A Hundred Grand for This?
As seniors face the terrifying prospect of graduation, two basic choices are held before them. They could enter the job market and put their $100,000 degree to work. Or they could apply for graduate school and spend another two years obtaining a master’s degree in their selected field.
In the last 35 years, enrollment in master’s programs nationwide has grown by 150 percent. This growth rate can be partially explained by societal pressures that create a higher undergraduate enrollment and increased job competition. Economic incentives also increase enrollment in master’s programs. As more students take on more debt than they can control, however, the costs of this education temper the benefits.
Societal pressures come from dual directions. First, generalized statistics are misused to tilt approval towards higher education. Second, the subtle bias and prestige that a college degree carries, no matter the major, compounds the pressure on young people to attend college.
According to the U.S. Census Bureau, a people who graduated from college in 1992 can expect $600,000 more income than a person of the same age with only a high school diploma. A master's degree adds nearly $200,000 more to lifetime earnings. This type of data portrayal is misleading, however. It implies that a person with a college degree will always make more money than a person without.
This leads to a bias against the trades. Blue-collar jobs are socially snubbed, even though workers can end up making enormous amounts of money. According to Forbes.com, long-haul truck drivers can earn upwards of $100,000 a year, and subway conductors make, on average, more than $62,000 a year. Statistics overlook these career choices and instead instill in their readers a view that only with a college degree can a person become successful.
But the value of a college degree reaches beyond the classes a student has taken. The classes and major a student chooses really don’t seem to matter much at all. A 1997 survey by the U.S. Department of Education's National Center for Education Statistics found that, four years after obtaining a bachelor's degree, only 55 percent of graduates were in jobs related to their major field of study.
In an article titled "College at work: Outlook and Earnings for College Graduates," Arlene Dohn wrote that “supervisors often interpret having a college degree as a sign that workers are serious about the job, know how to learn, and can achieve goals. Supervisors considering candidates for promotion may look more favorably upon those who have a college degree than on those who do not have one.” Thus, a college degree carries a subtle and favorable bias that has no relation to the field of study chosen.
The result of this is a dramatic increase in undergraduate enrollment. More than one million students earned their bachelor’s degree in 2000, and that number increases every year.
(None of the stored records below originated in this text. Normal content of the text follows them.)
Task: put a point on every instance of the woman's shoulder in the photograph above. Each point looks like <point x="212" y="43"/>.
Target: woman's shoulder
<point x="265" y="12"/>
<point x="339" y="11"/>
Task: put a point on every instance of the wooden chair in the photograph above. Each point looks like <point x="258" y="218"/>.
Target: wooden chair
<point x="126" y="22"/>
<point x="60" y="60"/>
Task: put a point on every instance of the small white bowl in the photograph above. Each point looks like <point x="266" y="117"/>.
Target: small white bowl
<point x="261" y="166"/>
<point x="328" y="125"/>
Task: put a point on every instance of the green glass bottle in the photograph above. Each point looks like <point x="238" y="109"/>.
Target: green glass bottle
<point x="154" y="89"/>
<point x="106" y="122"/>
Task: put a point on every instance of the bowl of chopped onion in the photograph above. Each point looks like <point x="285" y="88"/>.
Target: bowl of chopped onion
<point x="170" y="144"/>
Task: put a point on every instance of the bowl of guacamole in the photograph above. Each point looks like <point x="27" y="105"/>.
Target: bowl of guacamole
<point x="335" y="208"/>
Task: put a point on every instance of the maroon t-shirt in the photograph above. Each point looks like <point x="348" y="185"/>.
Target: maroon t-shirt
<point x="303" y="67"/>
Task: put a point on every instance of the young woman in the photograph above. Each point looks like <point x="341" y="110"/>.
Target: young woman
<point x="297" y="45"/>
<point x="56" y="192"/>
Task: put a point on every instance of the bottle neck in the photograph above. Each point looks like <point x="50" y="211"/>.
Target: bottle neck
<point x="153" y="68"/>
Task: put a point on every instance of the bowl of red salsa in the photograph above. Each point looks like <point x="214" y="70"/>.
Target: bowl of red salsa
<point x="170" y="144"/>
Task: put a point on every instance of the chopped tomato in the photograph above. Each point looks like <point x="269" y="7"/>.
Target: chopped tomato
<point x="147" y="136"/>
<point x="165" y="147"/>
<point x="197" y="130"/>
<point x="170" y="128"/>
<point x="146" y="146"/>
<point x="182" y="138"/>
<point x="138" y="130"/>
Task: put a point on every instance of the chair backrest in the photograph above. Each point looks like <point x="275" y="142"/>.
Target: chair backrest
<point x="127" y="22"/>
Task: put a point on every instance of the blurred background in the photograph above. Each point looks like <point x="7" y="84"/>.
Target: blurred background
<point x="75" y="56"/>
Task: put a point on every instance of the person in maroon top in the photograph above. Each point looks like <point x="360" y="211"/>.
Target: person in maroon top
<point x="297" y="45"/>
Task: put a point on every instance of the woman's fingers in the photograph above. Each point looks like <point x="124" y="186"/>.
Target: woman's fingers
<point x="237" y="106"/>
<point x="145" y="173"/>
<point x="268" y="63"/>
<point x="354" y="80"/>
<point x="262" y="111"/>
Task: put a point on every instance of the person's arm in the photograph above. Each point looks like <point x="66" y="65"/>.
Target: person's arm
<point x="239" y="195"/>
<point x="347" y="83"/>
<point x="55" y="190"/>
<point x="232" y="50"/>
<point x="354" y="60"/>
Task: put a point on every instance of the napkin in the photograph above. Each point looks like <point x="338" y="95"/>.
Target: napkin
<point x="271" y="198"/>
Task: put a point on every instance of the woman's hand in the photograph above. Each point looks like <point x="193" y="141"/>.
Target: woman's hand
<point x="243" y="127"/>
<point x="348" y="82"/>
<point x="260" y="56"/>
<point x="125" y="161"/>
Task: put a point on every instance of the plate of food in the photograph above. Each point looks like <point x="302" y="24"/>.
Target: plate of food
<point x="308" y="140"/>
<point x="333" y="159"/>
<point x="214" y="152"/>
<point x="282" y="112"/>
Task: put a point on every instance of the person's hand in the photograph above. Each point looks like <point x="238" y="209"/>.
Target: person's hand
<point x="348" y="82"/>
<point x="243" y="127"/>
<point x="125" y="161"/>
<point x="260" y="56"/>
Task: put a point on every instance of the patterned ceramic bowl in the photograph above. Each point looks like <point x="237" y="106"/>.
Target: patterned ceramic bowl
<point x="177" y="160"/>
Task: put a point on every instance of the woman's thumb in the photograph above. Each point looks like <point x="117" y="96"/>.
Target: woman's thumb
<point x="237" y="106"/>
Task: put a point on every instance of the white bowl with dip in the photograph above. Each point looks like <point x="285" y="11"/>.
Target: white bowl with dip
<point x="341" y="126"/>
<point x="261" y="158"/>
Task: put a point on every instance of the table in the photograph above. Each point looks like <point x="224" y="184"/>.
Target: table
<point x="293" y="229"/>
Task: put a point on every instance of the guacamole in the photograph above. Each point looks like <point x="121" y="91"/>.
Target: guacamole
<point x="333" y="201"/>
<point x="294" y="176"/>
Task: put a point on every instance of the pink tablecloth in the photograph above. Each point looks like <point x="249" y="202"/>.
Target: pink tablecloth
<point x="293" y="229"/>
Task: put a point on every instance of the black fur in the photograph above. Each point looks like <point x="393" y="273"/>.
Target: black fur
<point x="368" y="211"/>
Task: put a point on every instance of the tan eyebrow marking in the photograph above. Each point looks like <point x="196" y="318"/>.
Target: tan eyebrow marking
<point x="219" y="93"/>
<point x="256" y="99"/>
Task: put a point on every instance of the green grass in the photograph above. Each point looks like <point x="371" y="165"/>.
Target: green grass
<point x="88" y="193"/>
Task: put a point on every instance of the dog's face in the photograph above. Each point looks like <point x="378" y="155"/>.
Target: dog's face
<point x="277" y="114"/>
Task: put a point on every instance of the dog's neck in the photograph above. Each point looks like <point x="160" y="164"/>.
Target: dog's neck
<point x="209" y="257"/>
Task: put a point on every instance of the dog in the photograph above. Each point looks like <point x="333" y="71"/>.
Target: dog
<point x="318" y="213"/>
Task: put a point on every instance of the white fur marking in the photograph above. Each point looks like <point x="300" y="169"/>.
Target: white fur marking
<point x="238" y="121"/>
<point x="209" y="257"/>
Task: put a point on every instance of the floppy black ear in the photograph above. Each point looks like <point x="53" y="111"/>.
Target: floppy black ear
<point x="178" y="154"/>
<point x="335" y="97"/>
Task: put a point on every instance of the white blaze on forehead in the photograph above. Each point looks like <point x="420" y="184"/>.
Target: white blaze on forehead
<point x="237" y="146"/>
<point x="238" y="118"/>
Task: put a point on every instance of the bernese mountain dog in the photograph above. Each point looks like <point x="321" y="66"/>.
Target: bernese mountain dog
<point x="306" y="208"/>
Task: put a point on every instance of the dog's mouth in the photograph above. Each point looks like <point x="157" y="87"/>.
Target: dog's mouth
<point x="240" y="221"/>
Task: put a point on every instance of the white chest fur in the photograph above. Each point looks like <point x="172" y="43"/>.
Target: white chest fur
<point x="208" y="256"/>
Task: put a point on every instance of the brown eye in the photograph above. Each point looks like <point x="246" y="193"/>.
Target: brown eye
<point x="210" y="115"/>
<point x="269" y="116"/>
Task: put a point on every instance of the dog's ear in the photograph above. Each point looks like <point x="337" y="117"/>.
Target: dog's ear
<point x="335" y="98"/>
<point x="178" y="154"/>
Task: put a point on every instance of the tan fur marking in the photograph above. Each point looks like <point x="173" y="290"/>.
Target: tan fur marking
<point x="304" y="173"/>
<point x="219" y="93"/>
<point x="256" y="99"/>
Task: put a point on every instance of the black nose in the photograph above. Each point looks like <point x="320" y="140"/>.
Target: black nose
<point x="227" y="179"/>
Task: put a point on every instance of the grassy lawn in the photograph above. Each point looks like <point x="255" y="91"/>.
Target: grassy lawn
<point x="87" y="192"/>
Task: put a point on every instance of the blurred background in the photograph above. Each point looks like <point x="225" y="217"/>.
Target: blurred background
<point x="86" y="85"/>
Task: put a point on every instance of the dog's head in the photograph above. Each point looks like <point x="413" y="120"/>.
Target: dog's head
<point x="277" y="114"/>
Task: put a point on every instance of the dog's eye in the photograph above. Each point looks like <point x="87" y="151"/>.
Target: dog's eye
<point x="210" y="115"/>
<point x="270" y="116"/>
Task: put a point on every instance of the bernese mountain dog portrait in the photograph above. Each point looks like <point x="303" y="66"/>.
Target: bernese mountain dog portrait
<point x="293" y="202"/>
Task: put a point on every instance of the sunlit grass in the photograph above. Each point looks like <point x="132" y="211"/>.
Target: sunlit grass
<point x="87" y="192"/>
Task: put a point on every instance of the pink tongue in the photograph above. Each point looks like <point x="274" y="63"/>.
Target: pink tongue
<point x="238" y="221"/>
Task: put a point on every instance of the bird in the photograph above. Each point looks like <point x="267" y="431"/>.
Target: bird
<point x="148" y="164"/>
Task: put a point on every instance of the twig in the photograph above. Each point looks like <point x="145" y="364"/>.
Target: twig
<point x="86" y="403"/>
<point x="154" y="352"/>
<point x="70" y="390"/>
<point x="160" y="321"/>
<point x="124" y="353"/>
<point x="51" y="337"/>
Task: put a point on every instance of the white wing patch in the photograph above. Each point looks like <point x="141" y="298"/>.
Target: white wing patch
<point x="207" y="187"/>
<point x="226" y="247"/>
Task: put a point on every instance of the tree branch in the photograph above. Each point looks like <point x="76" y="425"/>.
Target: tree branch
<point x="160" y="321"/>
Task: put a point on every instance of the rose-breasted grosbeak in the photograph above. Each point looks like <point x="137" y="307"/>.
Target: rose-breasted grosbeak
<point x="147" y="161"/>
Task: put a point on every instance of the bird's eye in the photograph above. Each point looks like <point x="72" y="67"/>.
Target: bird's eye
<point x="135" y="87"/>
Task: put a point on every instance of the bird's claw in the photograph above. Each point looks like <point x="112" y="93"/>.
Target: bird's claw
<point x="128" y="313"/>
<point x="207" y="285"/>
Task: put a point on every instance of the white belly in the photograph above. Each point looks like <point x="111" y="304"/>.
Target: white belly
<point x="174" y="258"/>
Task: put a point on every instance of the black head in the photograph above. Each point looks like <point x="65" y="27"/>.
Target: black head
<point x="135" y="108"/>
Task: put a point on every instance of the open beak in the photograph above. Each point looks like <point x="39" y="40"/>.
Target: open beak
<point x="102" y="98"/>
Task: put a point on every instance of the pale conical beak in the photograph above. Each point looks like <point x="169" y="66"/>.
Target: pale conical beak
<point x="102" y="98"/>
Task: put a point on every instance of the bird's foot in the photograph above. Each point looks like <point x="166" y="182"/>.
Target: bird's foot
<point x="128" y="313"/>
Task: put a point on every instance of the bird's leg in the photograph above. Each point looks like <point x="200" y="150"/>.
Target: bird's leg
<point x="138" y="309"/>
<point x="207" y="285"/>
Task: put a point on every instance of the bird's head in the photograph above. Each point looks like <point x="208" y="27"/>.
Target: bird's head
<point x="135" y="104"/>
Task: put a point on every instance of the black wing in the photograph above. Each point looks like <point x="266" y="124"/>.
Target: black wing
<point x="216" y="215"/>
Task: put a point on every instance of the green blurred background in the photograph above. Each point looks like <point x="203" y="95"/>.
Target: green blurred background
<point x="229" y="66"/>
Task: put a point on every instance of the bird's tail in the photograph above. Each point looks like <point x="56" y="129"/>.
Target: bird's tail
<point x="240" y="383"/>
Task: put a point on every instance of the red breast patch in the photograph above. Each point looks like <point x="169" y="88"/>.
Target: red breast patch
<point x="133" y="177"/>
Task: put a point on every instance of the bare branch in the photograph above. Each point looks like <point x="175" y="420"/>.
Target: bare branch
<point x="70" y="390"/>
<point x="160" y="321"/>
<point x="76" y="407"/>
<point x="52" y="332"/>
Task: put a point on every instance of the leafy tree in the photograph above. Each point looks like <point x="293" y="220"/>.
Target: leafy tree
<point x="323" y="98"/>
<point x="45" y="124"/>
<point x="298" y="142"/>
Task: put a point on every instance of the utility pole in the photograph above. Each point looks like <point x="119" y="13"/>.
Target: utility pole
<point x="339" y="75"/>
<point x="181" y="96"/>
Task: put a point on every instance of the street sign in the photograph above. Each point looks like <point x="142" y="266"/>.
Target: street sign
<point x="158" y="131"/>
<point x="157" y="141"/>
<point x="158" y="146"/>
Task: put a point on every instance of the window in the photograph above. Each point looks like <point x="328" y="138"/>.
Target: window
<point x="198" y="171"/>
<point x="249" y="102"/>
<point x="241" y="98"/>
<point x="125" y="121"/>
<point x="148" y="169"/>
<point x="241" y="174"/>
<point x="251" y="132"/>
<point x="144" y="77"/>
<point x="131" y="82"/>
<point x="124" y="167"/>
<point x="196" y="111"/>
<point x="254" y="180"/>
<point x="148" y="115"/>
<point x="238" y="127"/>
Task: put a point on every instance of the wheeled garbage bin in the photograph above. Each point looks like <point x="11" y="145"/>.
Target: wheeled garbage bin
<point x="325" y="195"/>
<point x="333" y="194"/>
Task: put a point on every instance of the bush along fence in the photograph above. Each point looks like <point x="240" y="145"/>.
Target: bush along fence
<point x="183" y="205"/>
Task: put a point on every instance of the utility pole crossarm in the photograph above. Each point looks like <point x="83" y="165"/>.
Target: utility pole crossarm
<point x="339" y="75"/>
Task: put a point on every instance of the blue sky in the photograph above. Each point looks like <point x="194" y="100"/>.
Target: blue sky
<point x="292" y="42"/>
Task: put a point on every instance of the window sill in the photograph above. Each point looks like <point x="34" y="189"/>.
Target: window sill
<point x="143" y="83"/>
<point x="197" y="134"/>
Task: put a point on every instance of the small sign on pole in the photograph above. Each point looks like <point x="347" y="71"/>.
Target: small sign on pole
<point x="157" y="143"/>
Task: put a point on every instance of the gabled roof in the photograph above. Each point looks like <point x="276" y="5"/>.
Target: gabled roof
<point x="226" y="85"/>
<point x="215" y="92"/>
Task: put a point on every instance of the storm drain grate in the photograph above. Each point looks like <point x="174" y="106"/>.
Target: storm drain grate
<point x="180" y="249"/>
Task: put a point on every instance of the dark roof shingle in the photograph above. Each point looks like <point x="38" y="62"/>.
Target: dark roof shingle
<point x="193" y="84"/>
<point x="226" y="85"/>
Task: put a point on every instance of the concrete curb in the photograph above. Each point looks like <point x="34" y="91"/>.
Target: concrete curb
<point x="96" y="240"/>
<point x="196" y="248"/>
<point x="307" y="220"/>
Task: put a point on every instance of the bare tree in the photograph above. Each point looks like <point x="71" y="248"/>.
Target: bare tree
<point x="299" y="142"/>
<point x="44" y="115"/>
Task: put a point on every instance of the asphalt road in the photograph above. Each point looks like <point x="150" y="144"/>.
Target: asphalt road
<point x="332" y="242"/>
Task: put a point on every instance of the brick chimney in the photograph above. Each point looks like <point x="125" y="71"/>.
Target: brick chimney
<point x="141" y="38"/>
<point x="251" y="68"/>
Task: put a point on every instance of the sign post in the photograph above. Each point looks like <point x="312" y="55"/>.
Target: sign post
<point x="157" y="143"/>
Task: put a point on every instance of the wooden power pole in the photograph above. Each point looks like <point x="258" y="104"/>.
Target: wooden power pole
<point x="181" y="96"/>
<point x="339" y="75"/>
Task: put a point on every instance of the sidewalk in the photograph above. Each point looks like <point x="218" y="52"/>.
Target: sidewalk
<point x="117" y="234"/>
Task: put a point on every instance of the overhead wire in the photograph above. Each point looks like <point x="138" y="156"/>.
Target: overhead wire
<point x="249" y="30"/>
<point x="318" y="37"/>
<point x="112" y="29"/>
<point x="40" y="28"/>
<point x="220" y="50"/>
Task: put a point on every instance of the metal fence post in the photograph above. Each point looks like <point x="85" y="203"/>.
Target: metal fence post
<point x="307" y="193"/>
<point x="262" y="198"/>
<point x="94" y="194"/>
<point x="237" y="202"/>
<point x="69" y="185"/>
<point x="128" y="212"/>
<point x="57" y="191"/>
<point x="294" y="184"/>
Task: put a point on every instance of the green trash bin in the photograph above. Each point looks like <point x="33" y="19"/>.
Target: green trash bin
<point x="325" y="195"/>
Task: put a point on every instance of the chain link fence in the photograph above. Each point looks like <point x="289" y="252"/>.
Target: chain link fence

Because of this influx of bachelor’s degrees, many students feel as though they need to obtain a graduate education to stand out from the masses. Even if a particular job does not require an advanced degree, they may obtain one to boost their desirability in the global job market. Emily Culp, a freshman English major from Middlebury College, for example, believes master's degrees "are indispensable in the increasingly competitive job market”.
Even as a freshman, Culp has already begun to plan both financially and academically for an education beyond her undergraduate. Students who would be satisfied with a bachelor’s degree ten years ago are now planning to advance their education to have a higher marketable value.